MusicThe main, dominant file type in this category is MP3, but some albums have met in WMA, as well as ISO images and in multi-volume RAR archives. There is also a steady bias towards new products, although not as pronounced as for movies, perhaps because the seeders will continue to distribute them, even when the music being distributed is not so new, therefore these files are stored in the DHT.
By languages, this category is distributed as follows: 78% English, 6% Russian, 4% Spanish, 2% Japanese, 2% Chinese, the rest, more rare languages, no more than 1% each.
Books and manualsBooks and manuals occupy a distinct minority. It was possible to classify only 15 torrents of this kind. 13 in English, 1 in French, 1 in Russian. In addition, met the sets of posters of the national park, a collection of pictures with cars BMW (both in English) and the Japanese comic.
Copyright RelationsOur last classification makes an attempt to figure out what percentage of torrents is copyright infringing.
We classified as non-infringing objects in the following three categories: those in the public domain, freely accessible from legitimate sources, or user-generated.
Based on this classification, all of the 476 torrents of the “movies and video show” category were found to be infringing copyrights. We found that seven of the 148 torrents of the “games and software” category looked like non-infringing copyrights (including two Linux distributions, one add-on pack for the game, as well as free software and beta versions). In the “porno” category, one of the 145 films looked like an amateur video, and we attributed it to non-infringing copyrights. All 98 torrents with music were copyright infringing. Two of the 15 files that were distributed as “books and manuals” looked like non-infringing.

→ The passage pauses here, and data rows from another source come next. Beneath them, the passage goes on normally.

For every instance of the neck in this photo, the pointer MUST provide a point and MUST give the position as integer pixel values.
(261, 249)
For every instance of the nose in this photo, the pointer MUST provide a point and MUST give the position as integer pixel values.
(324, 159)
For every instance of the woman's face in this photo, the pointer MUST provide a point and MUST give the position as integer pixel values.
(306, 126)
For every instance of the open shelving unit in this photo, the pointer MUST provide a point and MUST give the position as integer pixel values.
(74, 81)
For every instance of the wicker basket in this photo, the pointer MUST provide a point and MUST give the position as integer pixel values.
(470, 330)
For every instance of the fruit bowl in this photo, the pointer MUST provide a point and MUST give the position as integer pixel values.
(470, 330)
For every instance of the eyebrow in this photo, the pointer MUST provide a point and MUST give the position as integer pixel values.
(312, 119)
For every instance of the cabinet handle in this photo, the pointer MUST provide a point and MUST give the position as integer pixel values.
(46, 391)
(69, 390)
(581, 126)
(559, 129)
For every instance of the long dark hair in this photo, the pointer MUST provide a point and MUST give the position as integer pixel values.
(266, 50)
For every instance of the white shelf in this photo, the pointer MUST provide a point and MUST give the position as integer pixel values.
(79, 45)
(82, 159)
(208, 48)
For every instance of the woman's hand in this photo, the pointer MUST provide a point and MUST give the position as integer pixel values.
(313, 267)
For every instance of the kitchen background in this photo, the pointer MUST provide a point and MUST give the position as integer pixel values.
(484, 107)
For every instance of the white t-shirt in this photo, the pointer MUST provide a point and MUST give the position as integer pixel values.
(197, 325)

As a result, the authors found that approximately 10 hands out of a total of 1021 torrents could be considered completely non-infringing copyrights, which is approximately 1%.
This result should be evaluated with caution, since the authors could skip some files, and the samples available to the authors (according to the chosen methodology, we did not download the entire file) could add the wrong impression about the copyright relationship of the material. However, from the data that emerged from the survey, it should be concluded that today the Bittorrent network, in the overwhelming majority of cases, is used almost exclusively to transmit illegally copied content that infringes the copyrights of creators and owners.
The original text of the message in English was published
on the Princeton’s Center for Information Technology
blog by the employee of the center, who was the head of the student who conducted the study.